Jupp hatte Pats Gepäck schon in den Schlafwagen gebracht. Das Abteil war ein hübscher, kleiner, mit Mahagoniholz getäfelter Raum. Pat hatte das untere Bett. Ich fragte den Schaffner, ob auch das obere belegt sei.
»Ja«, sagte er,»ab Frankfurt.«
»Wann sind wir in Frankfurt?«
»Um halb drei.«
Ich gab ihm ein Trinkgeld, und er ging in seine Wagenecke zurück.
»In einer halben Stunde bin ich mit dem Hund wieder bei dir«, sagte ich zu Pat.
»Aber das geht doch nicht; der Schaffner bleibt ja im Wagen.«
»Es geht schon. Schließ nur deine Tür nicht ab.«
Ich ging zurück, an dem Schaffner vorbei, der mich ansah. Auf der nächsten Station stieg ich mit dem Hund aus und ging über den Bahnsteig am Schlafwagen vorbei bis zum nächsten Wagen. Hier wartete ich, bis der Schaffner ausstieg, um mit dem Zugführer zu schwätzen. Dann stieg ich wieder ein, ging durch den Wagen bis zu den Schlafwagenabteilen und kam zu Pat, ohne daß mich jemand gesehen hatte. Sie trug einen weichen weißen Mantel und sah wunderschön aus. Ihre Augen glänzten.»Ich bin jetzt ganz darüber weg, Robby«, sagte sie.

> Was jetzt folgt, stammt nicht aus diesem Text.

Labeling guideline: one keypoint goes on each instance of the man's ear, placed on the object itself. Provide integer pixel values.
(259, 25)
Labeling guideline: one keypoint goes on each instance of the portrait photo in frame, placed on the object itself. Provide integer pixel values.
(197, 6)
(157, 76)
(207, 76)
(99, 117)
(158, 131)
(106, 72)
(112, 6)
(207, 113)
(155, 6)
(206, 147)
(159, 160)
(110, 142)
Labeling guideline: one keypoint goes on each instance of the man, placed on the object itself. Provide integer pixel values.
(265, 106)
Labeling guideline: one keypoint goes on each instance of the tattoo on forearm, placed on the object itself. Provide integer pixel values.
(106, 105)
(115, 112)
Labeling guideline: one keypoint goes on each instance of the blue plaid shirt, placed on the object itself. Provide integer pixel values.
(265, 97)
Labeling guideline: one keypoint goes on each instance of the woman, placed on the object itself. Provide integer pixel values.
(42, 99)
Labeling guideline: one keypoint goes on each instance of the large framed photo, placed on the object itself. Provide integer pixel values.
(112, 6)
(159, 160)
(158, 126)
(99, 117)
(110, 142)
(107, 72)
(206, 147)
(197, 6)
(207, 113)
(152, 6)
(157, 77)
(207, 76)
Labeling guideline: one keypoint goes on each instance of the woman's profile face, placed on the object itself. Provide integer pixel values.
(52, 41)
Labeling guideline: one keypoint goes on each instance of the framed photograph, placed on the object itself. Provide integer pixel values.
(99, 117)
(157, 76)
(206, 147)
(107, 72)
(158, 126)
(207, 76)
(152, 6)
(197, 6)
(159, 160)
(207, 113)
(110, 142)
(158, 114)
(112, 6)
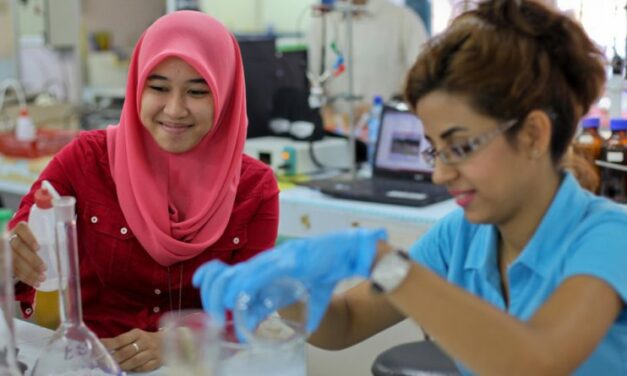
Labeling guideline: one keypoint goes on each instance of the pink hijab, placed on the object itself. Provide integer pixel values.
(178, 205)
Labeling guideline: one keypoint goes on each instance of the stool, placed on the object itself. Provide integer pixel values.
(413, 359)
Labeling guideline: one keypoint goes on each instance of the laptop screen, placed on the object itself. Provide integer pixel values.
(400, 143)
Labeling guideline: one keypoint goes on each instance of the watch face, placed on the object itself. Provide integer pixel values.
(390, 271)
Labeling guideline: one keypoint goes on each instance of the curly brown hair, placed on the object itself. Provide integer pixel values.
(509, 57)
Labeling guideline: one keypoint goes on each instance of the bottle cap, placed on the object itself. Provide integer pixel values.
(591, 122)
(618, 124)
(43, 198)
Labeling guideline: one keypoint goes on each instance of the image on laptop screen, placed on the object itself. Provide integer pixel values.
(401, 142)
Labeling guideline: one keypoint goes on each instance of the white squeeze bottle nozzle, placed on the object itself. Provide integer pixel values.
(41, 221)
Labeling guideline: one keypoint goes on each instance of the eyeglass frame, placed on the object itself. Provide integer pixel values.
(465, 149)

»Das ist gut. Aber willst du dich nicht zu Bett legen? Es ist mächtig knapp hier. Ich setze mich dann zu dir.«
»Ja, aber…«, sie zögerte und zeigte auf das obere Bett.»Wenn nun die Vorsteherin des Vereins für gefallene Mädchen plötzlich in der Tür steht…«
»Bis Frankfurt ist's noch lange«, sagte ich.»Ich passe schon auf. Ich schlafe nicht ein.«
Kurz vor Frankfurt ging ich in mein Abteil zurück. Ich setzte mich in die Fensterecke und versuchte zu schlafen. Aber in Frankfurt stieg ein Mann mit einem Seehundsbart ein, der sofort einen Koffer auspackte und zu essen begann. Er aß so intensiv, daß ich nicht zum Schlafen kam. Die Mahlzeit dauerte fast eine Stunde. Dann wischte der Seehund sich den Bart, legte sich lang und begann ein Konzert, wie ich es nie vorher gehört hatte. Es war kein einfaches Schnarchen; es war ein heulendes Seufzen, unterbrochen von stoßweisem Stöhnen und langgezogenem Blubbern. Ich konnte kein System darin entdecken, so vielfältig war es. Zum Glück stieg der Mann um halb sechs Uhr aus.
Als ich aufwachte, war draußen alles weiß. Es schneite in großen Flocken, und das Abteil war in ein seltsam unwirkliches Zwielicht getaucht. Wir fuhren schon durchs Gebirge. Es war fast neun Uhr. Ich dehnte mich und ging mich waschen und rasieren. Als ich zurückkam, stand Pat im Abteil. Sie sah frisch aus.»Hast du gut geschlafen?«fragte ich.
Sie nickte.
»Und wie war die alte Spiritistin in deinem Abteil?«
»Jung und hübsch. Sie heißt Helga Guttmann und fährt ins selbe Sanatorium wie ich.«
»Tatsächlich?«
»Ja, Robby. Aber du hast schlecht geschlafen, das sieht man. Du mußt ein ordentliches Frühstück haben.«
»Kaffee«, sagte ich.»Kaffee mit etwas Kirsch.«
Wir gingen zum Speisewagen. Ich war plötzlich guter Stimmung. Es schien alles nicht mehr so schlimm wie am Abend vorher.
Helga Guttmann saß schon da. Sie war ein schlankes, lebhaftes Mädchen von südlichem Typ.»Merkwürdig«, sagte ich,»daß sich das so getroffen hat mit demselben Sanatorium.«
»Gar nicht so merkwürdig«, erwiderte sie.